Выбрать главу

Shteinberg gave him a bleary stare. “Don’t worry? Are you out of your mind? Why not?” He plucked at the cold compress on his forehead-except, if it was anything like Bokov’s, it wasn’t cold any more.

“Because all the officers out drinking tonight will be just as bad off as we are,” Bokov answered. “They’ll have more fun getting there”-no German girl was going to suck him off tonight, not when he couldn’t get it up with a crane-“but they’ll be fucked over, too.”

“Maybe,” Shteinberg said grudgingly. “But do you suppose the stinking Heydrichite fanatics will drink themselves blind tonight? Not likely! They’re no fools, damn them-they know how we do things. And you just wait and see if they don’t try something while we’re plastered out of our minds.”

That struck Captain Bokov as much too likely. He shrugged anyway. It hurt-but what didn’t right now? This was even worse than a hangover, and he hadn’t even had the pleasure of getting plastered himself. Definitely unfair.

“Comrade Colonel, the two of us can’t do a thing about it,” he said.

“Too right we can’t,” Shteinberg agreed. “I feel like dogshit.”

“Da.” Bokov looked around for that private. He wanted more tea, and he wanted his compress soaked in cold water again-or, better yet, in the snow outside.

He didn’t see the fellow. Where the devil had he gone? Was he off smoking a cigarette? Or had he cached a flask somewhere? Was he swigging right this second? Bokov’s spirit lusted after vodka. His body told his spirit it had to be kidding. Sometimes you had to listen to your body, even if you didn’t want to.

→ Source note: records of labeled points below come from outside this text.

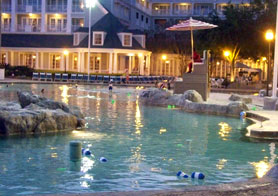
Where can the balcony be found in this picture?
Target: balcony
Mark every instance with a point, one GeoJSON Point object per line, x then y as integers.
{"type": "Point", "coordinates": [6, 8]}
{"type": "Point", "coordinates": [56, 8]}
{"type": "Point", "coordinates": [77, 9]}
{"type": "Point", "coordinates": [56, 29]}
{"type": "Point", "coordinates": [28, 8]}
{"type": "Point", "coordinates": [28, 28]}
{"type": "Point", "coordinates": [6, 28]}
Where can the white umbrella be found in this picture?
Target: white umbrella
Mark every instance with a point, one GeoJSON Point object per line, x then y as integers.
{"type": "Point", "coordinates": [190, 25]}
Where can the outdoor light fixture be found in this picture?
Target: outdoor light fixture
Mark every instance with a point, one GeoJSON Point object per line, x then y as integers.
{"type": "Point", "coordinates": [89, 4]}
{"type": "Point", "coordinates": [164, 57]}
{"type": "Point", "coordinates": [227, 53]}
{"type": "Point", "coordinates": [269, 36]}
{"type": "Point", "coordinates": [66, 52]}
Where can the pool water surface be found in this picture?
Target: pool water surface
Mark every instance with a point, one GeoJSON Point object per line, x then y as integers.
{"type": "Point", "coordinates": [145, 147]}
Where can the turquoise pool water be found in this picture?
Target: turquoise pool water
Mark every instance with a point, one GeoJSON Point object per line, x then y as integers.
{"type": "Point", "coordinates": [145, 147]}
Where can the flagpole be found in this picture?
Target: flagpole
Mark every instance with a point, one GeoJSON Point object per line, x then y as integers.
{"type": "Point", "coordinates": [275, 69]}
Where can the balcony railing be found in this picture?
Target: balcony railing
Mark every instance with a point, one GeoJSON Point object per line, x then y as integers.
{"type": "Point", "coordinates": [28, 28]}
{"type": "Point", "coordinates": [6, 8]}
{"type": "Point", "coordinates": [56, 8]}
{"type": "Point", "coordinates": [56, 29]}
{"type": "Point", "coordinates": [161, 12]}
{"type": "Point", "coordinates": [28, 8]}
{"type": "Point", "coordinates": [77, 9]}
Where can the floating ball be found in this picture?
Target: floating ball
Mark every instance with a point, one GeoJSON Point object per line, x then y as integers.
{"type": "Point", "coordinates": [242, 114]}
{"type": "Point", "coordinates": [197, 175]}
{"type": "Point", "coordinates": [86, 152]}
{"type": "Point", "coordinates": [182, 174]}
{"type": "Point", "coordinates": [102, 159]}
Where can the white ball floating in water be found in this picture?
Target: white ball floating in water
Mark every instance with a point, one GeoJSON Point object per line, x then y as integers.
{"type": "Point", "coordinates": [197, 175]}
{"type": "Point", "coordinates": [102, 159]}
{"type": "Point", "coordinates": [182, 174]}
{"type": "Point", "coordinates": [86, 152]}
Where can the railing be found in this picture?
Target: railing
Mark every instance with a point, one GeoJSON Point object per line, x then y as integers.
{"type": "Point", "coordinates": [6, 8]}
{"type": "Point", "coordinates": [56, 8]}
{"type": "Point", "coordinates": [161, 12]}
{"type": "Point", "coordinates": [55, 29]}
{"type": "Point", "coordinates": [77, 9]}
{"type": "Point", "coordinates": [28, 8]}
{"type": "Point", "coordinates": [28, 28]}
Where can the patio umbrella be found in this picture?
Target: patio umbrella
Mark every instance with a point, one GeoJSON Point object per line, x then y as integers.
{"type": "Point", "coordinates": [190, 25]}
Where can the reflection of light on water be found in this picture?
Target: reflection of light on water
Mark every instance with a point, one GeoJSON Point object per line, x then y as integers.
{"type": "Point", "coordinates": [224, 130]}
{"type": "Point", "coordinates": [162, 130]}
{"type": "Point", "coordinates": [64, 94]}
{"type": "Point", "coordinates": [221, 164]}
{"type": "Point", "coordinates": [86, 164]}
{"type": "Point", "coordinates": [261, 168]}
{"type": "Point", "coordinates": [88, 135]}
{"type": "Point", "coordinates": [138, 123]}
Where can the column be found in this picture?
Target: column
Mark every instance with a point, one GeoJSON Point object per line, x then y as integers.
{"type": "Point", "coordinates": [69, 10]}
{"type": "Point", "coordinates": [110, 65]}
{"type": "Point", "coordinates": [43, 23]}
{"type": "Point", "coordinates": [141, 65]}
{"type": "Point", "coordinates": [115, 63]}
{"type": "Point", "coordinates": [13, 16]}
{"type": "Point", "coordinates": [41, 66]}
{"type": "Point", "coordinates": [37, 61]}
{"type": "Point", "coordinates": [79, 62]}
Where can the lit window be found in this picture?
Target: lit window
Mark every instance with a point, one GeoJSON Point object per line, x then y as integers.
{"type": "Point", "coordinates": [98, 40]}
{"type": "Point", "coordinates": [127, 40]}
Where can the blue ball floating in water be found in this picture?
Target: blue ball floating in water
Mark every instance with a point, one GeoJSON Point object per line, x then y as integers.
{"type": "Point", "coordinates": [182, 174]}
{"type": "Point", "coordinates": [197, 175]}
{"type": "Point", "coordinates": [86, 152]}
{"type": "Point", "coordinates": [102, 159]}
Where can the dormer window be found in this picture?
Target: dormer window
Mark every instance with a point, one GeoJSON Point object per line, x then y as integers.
{"type": "Point", "coordinates": [98, 38]}
{"type": "Point", "coordinates": [127, 40]}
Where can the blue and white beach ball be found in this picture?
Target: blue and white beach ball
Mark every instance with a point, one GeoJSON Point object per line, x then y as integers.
{"type": "Point", "coordinates": [102, 159]}
{"type": "Point", "coordinates": [182, 174]}
{"type": "Point", "coordinates": [242, 114]}
{"type": "Point", "coordinates": [197, 175]}
{"type": "Point", "coordinates": [86, 152]}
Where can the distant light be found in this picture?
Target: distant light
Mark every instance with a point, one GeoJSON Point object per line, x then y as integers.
{"type": "Point", "coordinates": [164, 57]}
{"type": "Point", "coordinates": [269, 36]}
{"type": "Point", "coordinates": [90, 3]}
{"type": "Point", "coordinates": [66, 52]}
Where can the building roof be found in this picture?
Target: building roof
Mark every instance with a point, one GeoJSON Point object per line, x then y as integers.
{"type": "Point", "coordinates": [37, 41]}
{"type": "Point", "coordinates": [111, 26]}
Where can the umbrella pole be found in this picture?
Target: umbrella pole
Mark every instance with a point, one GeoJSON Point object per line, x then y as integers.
{"type": "Point", "coordinates": [192, 48]}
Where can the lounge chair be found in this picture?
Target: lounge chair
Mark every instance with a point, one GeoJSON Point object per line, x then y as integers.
{"type": "Point", "coordinates": [42, 76]}
{"type": "Point", "coordinates": [105, 79]}
{"type": "Point", "coordinates": [57, 77]}
{"type": "Point", "coordinates": [93, 78]}
{"type": "Point", "coordinates": [48, 76]}
{"type": "Point", "coordinates": [72, 77]}
{"type": "Point", "coordinates": [79, 77]}
{"type": "Point", "coordinates": [65, 77]}
{"type": "Point", "coordinates": [35, 76]}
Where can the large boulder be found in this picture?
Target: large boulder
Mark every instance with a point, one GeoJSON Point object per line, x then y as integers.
{"type": "Point", "coordinates": [35, 114]}
{"type": "Point", "coordinates": [193, 96]}
{"type": "Point", "coordinates": [235, 97]}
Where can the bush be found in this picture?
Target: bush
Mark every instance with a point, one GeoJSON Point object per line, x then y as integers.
{"type": "Point", "coordinates": [17, 70]}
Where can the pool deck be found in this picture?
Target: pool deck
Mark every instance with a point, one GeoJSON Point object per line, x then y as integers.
{"type": "Point", "coordinates": [254, 187]}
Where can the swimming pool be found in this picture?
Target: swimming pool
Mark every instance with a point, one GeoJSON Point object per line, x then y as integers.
{"type": "Point", "coordinates": [145, 147]}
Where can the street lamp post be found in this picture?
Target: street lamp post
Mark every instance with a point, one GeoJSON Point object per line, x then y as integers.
{"type": "Point", "coordinates": [89, 4]}
{"type": "Point", "coordinates": [269, 37]}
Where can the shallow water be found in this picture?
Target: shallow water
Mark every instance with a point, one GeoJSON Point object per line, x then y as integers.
{"type": "Point", "coordinates": [145, 147]}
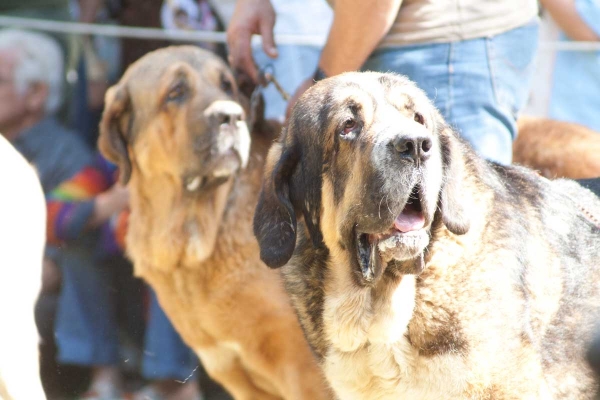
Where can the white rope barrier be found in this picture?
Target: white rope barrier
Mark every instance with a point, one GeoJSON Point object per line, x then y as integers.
{"type": "Point", "coordinates": [206, 36]}
{"type": "Point", "coordinates": [141, 33]}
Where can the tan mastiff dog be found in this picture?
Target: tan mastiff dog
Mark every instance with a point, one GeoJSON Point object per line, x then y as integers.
{"type": "Point", "coordinates": [175, 126]}
{"type": "Point", "coordinates": [22, 240]}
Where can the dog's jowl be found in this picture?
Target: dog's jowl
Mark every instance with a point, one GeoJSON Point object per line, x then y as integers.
{"type": "Point", "coordinates": [419, 270]}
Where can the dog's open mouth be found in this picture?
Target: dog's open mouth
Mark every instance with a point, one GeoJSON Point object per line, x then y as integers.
{"type": "Point", "coordinates": [405, 240]}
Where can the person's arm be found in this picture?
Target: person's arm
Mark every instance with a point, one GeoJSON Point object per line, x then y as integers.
{"type": "Point", "coordinates": [567, 17]}
{"type": "Point", "coordinates": [250, 17]}
{"type": "Point", "coordinates": [358, 27]}
{"type": "Point", "coordinates": [81, 203]}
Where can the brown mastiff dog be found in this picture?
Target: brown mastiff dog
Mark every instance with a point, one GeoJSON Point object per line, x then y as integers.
{"type": "Point", "coordinates": [419, 270]}
{"type": "Point", "coordinates": [557, 149]}
{"type": "Point", "coordinates": [175, 126]}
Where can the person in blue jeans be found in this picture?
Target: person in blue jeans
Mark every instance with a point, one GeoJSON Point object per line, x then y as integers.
{"type": "Point", "coordinates": [294, 62]}
{"type": "Point", "coordinates": [474, 58]}
{"type": "Point", "coordinates": [575, 93]}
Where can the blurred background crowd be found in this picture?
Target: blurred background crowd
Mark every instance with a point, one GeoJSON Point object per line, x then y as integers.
{"type": "Point", "coordinates": [104, 335]}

The orderly came back. He didn’t look so sullen now. Sure as hell, he’d found some way to make himself feel better. And if the men he was supposed to be taking care of got short shrift, that was their hard luck. They were already sick, weren’t they?

Bokov drifted into a restless, uneasy sleep-the only kind he’d had since this miserable thing landed on him like a Katyusha rocket. His dreams were confused and dark. That was all he remembered of them.

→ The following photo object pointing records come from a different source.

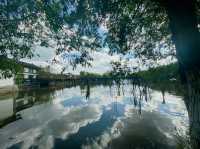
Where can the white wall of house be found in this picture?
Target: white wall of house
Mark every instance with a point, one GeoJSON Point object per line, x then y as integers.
{"type": "Point", "coordinates": [6, 82]}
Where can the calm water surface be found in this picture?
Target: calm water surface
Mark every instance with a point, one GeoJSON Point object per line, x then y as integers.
{"type": "Point", "coordinates": [116, 116]}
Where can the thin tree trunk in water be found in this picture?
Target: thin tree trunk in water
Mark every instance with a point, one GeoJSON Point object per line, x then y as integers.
{"type": "Point", "coordinates": [185, 34]}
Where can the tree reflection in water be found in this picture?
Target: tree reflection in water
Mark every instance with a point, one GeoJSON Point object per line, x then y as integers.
{"type": "Point", "coordinates": [140, 94]}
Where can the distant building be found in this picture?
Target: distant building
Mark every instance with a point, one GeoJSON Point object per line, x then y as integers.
{"type": "Point", "coordinates": [30, 71]}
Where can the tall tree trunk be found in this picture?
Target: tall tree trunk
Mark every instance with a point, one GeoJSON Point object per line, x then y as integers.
{"type": "Point", "coordinates": [185, 34]}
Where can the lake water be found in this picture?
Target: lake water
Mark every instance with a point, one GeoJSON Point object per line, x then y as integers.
{"type": "Point", "coordinates": [92, 117]}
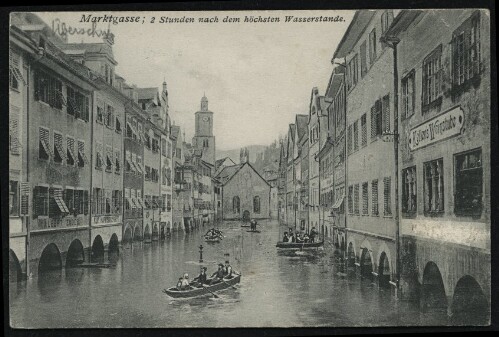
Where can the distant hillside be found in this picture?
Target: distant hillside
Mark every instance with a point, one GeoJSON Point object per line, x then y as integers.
{"type": "Point", "coordinates": [234, 153]}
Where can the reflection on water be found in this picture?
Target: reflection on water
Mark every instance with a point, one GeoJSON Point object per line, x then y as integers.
{"type": "Point", "coordinates": [277, 289]}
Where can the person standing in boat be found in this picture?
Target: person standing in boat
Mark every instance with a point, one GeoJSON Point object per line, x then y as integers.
{"type": "Point", "coordinates": [201, 279]}
{"type": "Point", "coordinates": [227, 270]}
{"type": "Point", "coordinates": [218, 275]}
{"type": "Point", "coordinates": [286, 237]}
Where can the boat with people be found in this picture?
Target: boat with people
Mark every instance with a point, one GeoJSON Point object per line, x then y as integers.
{"type": "Point", "coordinates": [202, 290]}
{"type": "Point", "coordinates": [299, 245]}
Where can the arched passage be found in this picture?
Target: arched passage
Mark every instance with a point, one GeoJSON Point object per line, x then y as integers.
{"type": "Point", "coordinates": [469, 304]}
{"type": "Point", "coordinates": [76, 254]}
{"type": "Point", "coordinates": [433, 290]}
{"type": "Point", "coordinates": [98, 248]}
{"type": "Point", "coordinates": [15, 271]}
{"type": "Point", "coordinates": [155, 232]}
{"type": "Point", "coordinates": [50, 259]}
{"type": "Point", "coordinates": [137, 233]}
{"type": "Point", "coordinates": [128, 235]}
{"type": "Point", "coordinates": [366, 265]}
{"type": "Point", "coordinates": [147, 234]}
{"type": "Point", "coordinates": [351, 256]}
{"type": "Point", "coordinates": [114, 244]}
{"type": "Point", "coordinates": [384, 272]}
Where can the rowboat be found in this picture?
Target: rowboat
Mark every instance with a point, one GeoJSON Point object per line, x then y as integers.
{"type": "Point", "coordinates": [202, 291]}
{"type": "Point", "coordinates": [212, 239]}
{"type": "Point", "coordinates": [299, 245]}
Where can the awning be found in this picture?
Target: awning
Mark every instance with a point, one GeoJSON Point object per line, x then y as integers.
{"type": "Point", "coordinates": [337, 204]}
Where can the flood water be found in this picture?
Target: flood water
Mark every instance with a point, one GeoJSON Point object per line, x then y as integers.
{"type": "Point", "coordinates": [276, 290]}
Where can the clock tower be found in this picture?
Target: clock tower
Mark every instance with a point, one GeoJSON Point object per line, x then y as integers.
{"type": "Point", "coordinates": [203, 137]}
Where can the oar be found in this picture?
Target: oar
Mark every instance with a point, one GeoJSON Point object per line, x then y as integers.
{"type": "Point", "coordinates": [214, 295]}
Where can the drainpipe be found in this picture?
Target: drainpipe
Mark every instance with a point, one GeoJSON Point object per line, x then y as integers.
{"type": "Point", "coordinates": [392, 42]}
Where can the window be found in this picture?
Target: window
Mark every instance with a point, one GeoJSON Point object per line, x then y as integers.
{"type": "Point", "coordinates": [365, 199]}
{"type": "Point", "coordinates": [350, 199]}
{"type": "Point", "coordinates": [77, 104]}
{"type": "Point", "coordinates": [353, 72]}
{"type": "Point", "coordinates": [110, 117]}
{"type": "Point", "coordinates": [466, 50]}
{"type": "Point", "coordinates": [100, 112]}
{"type": "Point", "coordinates": [408, 94]}
{"type": "Point", "coordinates": [386, 20]}
{"type": "Point", "coordinates": [82, 158]}
{"type": "Point", "coordinates": [372, 46]}
{"type": "Point", "coordinates": [356, 199]}
{"type": "Point", "coordinates": [70, 151]}
{"type": "Point", "coordinates": [256, 204]}
{"type": "Point", "coordinates": [117, 166]}
{"type": "Point", "coordinates": [374, 197]}
{"type": "Point", "coordinates": [363, 125]}
{"type": "Point", "coordinates": [14, 130]}
{"type": "Point", "coordinates": [236, 206]}
{"type": "Point", "coordinates": [98, 157]}
{"type": "Point", "coordinates": [40, 201]}
{"type": "Point", "coordinates": [58, 149]}
{"type": "Point", "coordinates": [363, 59]}
{"type": "Point", "coordinates": [469, 184]}
{"type": "Point", "coordinates": [14, 198]}
{"type": "Point", "coordinates": [433, 186]}
{"type": "Point", "coordinates": [409, 190]}
{"type": "Point", "coordinates": [387, 196]}
{"type": "Point", "coordinates": [386, 113]}
{"type": "Point", "coordinates": [355, 135]}
{"type": "Point", "coordinates": [432, 77]}
{"type": "Point", "coordinates": [109, 159]}
{"type": "Point", "coordinates": [48, 90]}
{"type": "Point", "coordinates": [118, 124]}
{"type": "Point", "coordinates": [350, 134]}
{"type": "Point", "coordinates": [15, 75]}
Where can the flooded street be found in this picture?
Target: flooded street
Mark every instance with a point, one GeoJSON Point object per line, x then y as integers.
{"type": "Point", "coordinates": [277, 289]}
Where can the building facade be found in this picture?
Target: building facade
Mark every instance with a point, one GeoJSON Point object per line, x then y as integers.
{"type": "Point", "coordinates": [445, 158]}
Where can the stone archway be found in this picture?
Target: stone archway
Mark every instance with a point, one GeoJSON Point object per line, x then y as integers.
{"type": "Point", "coordinates": [384, 272]}
{"type": "Point", "coordinates": [76, 254]}
{"type": "Point", "coordinates": [50, 259]}
{"type": "Point", "coordinates": [15, 270]}
{"type": "Point", "coordinates": [366, 265]}
{"type": "Point", "coordinates": [469, 304]}
{"type": "Point", "coordinates": [98, 248]}
{"type": "Point", "coordinates": [433, 294]}
{"type": "Point", "coordinates": [147, 234]}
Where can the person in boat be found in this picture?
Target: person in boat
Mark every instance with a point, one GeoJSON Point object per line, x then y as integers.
{"type": "Point", "coordinates": [185, 282]}
{"type": "Point", "coordinates": [201, 278]}
{"type": "Point", "coordinates": [218, 275]}
{"type": "Point", "coordinates": [285, 237]}
{"type": "Point", "coordinates": [179, 283]}
{"type": "Point", "coordinates": [227, 270]}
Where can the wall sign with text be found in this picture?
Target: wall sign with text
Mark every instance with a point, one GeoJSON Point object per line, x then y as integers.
{"type": "Point", "coordinates": [446, 125]}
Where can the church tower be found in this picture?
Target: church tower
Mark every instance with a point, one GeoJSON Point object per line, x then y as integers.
{"type": "Point", "coordinates": [203, 137]}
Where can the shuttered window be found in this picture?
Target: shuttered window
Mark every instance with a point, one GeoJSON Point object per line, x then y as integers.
{"type": "Point", "coordinates": [387, 196]}
{"type": "Point", "coordinates": [14, 130]}
{"type": "Point", "coordinates": [374, 197]}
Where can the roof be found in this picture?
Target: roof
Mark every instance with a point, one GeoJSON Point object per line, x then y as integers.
{"type": "Point", "coordinates": [227, 173]}
{"type": "Point", "coordinates": [301, 125]}
{"type": "Point", "coordinates": [90, 48]}
{"type": "Point", "coordinates": [354, 31]}
{"type": "Point", "coordinates": [402, 21]}
{"type": "Point", "coordinates": [147, 93]}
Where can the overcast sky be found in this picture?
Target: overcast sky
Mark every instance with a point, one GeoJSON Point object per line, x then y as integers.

Then a doctor with a thin, clever Jewish face much like Colonel Shteinberg’s was shaking him awake. Another doctor, this one an authentic Slav, was waking the NKVD colonel. “Get up,” the Jew told Bokov. “We need you.”

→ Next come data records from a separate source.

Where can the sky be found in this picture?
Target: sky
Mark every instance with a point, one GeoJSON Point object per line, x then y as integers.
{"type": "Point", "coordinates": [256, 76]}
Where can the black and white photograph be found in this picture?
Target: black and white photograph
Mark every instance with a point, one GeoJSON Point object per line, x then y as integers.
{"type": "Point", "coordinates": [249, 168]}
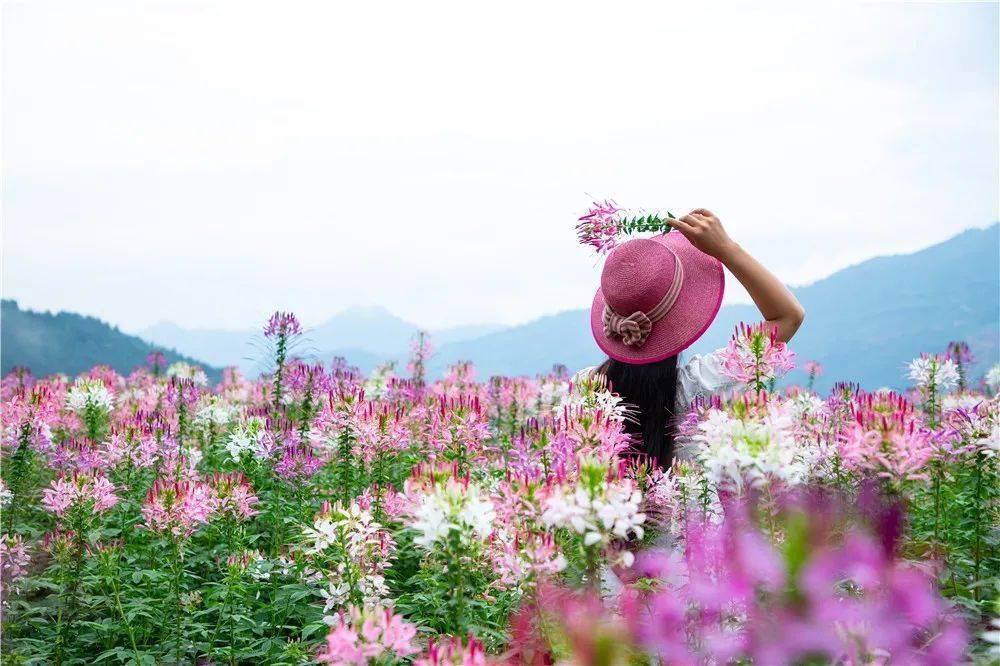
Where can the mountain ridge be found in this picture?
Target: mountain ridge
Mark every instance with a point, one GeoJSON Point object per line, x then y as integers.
{"type": "Point", "coordinates": [863, 323]}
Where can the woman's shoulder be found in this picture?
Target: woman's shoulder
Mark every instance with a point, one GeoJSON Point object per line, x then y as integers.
{"type": "Point", "coordinates": [704, 375]}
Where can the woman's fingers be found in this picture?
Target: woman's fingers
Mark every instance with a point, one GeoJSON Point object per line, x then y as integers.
{"type": "Point", "coordinates": [681, 225]}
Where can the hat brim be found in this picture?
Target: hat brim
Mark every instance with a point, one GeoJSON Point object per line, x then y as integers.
{"type": "Point", "coordinates": [692, 314]}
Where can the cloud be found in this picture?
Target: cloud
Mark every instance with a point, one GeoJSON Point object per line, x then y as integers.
{"type": "Point", "coordinates": [208, 162]}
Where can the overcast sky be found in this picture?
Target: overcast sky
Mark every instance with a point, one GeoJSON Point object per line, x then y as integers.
{"type": "Point", "coordinates": [207, 162]}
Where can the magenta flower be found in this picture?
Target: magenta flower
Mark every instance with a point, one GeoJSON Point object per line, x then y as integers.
{"type": "Point", "coordinates": [282, 324]}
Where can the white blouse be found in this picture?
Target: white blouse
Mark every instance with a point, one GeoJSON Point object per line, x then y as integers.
{"type": "Point", "coordinates": [700, 375]}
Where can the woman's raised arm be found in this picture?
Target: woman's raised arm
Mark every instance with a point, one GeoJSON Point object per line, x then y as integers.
{"type": "Point", "coordinates": [772, 298]}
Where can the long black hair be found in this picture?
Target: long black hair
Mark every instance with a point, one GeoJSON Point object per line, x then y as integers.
{"type": "Point", "coordinates": [652, 390]}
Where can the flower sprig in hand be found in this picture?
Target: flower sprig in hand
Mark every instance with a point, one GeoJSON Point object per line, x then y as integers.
{"type": "Point", "coordinates": [605, 222]}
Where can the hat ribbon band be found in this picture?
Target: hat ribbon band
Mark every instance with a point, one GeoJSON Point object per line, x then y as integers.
{"type": "Point", "coordinates": [635, 328]}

“What is it?” Bokov tried to sit up. His head swam. “I beg your pardon, Comrade Physician. I am not well.” He gulped, hoping the juices in his stomach would stay down. He wasn’t kidding, not even a little bit. In the next bed, Shteinberg was also feebly protesting.

“You don’t have time to be sick,” the Jewish doctor said bluntly. “The fucking Nazis have poisoned half the officer corps in Berlin, maybe more. You’ve got to track them down and pay them back. Give me your arm.”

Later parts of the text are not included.